И всё же это типичное разграничение между спекулятивным и политическим уровнями все ещё имело характер эрзац-действия: радикальность идеи одновременно прикрывала бессилие воли. Замечание Гегеля о том, что мышление стало силой, направленной против существующей действительности, было задумано как триумф, но одновременно и утешение. Не только столетняя дилемма затхлого немецкого мирка с его тяжёлой жизнью и провинциальностью подвигала мысль на полёты в свободные просторы, но и та долго игнорируемая роль, на которую мысль была обречена бездуховностью или франкоманией княжеского правления. От самых неудобоваримых текстов начала XIX века до поверхностного политического журнализма 20-х годов — во всём чувствуется, хоть и во вторичных, книжных или просто жалких проявлениях — что-то от того характерного основного движения духа, который «предоставил эпоху самой себе», чтобы строить идеальное внутреннее царство, которое безмятежно противопоставляло себя внешнему. Никогда ему не удавалось скрыть жажду отмщения, жившую в радикальности его суждений. Это было тонкое ощущение мести по отношению к реальности, считавшей, что она не нуждается в духе, и поэтому теперь посрамлённой духом.
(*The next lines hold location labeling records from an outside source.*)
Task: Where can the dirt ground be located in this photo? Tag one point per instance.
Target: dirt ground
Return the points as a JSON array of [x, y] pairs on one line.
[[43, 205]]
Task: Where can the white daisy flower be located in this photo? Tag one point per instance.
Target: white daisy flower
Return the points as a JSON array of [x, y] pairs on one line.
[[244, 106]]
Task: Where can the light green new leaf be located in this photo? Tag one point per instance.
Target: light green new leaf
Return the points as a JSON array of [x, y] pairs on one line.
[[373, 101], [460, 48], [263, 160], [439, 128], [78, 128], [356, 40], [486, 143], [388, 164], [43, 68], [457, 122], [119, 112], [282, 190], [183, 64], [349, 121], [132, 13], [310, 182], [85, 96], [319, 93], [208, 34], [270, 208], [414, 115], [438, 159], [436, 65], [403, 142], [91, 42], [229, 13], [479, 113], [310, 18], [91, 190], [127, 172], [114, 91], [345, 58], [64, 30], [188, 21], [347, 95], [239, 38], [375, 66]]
Процесс отчуждения от действительности ещё усилился вследствие многочисленных разочарований, пережитых бюргерским сознанием в XIX веке в ходе его попыток достичь политической свободы, и следы этого процесса заметны почти на всех уровнях: в фиктивности политической мысли, в мифологизирующих идеологиях от Винкельмана до Вагнера или же в странно оторванном от реальности немецком представлении об образовании, решительно избравшем для себя призрачную стихию искусства и всего возвышенного. Политика лежала в стороне от этого пути, она не была частью национальной культуры.
Общественный тип, в котором сконцентрировались эти тенденции, представлял немецкую суть настолько точно, что до сего дня сохранил высочайший социальный престиж: это те далёкие от мира сего, погруженные в размышления господа на старинных портретах, в профессиональной мине которых так много идеальной строгости, верности принципам и задумчивой выразительности, люди, чьё простодушие было не без глубин. Они мыслили обширными категориями, низвергали или создавали системы, их взгляд шёл издалека. В то же время они излучали флюиды интимной и тесной домашности, явный запах приватного образа жизни. «Книги и мечты» были, как говорил Пауль де Лагард[363], их стихией, они жили в своей придуманной действительности, их гениальная изобретательность с лихвой компенсировала им недостаток реальной действительности, их уверенность проистекала из их интеллектуальной профессии и свидетельствовала о довольстве культурой и собственным вкладом в неё.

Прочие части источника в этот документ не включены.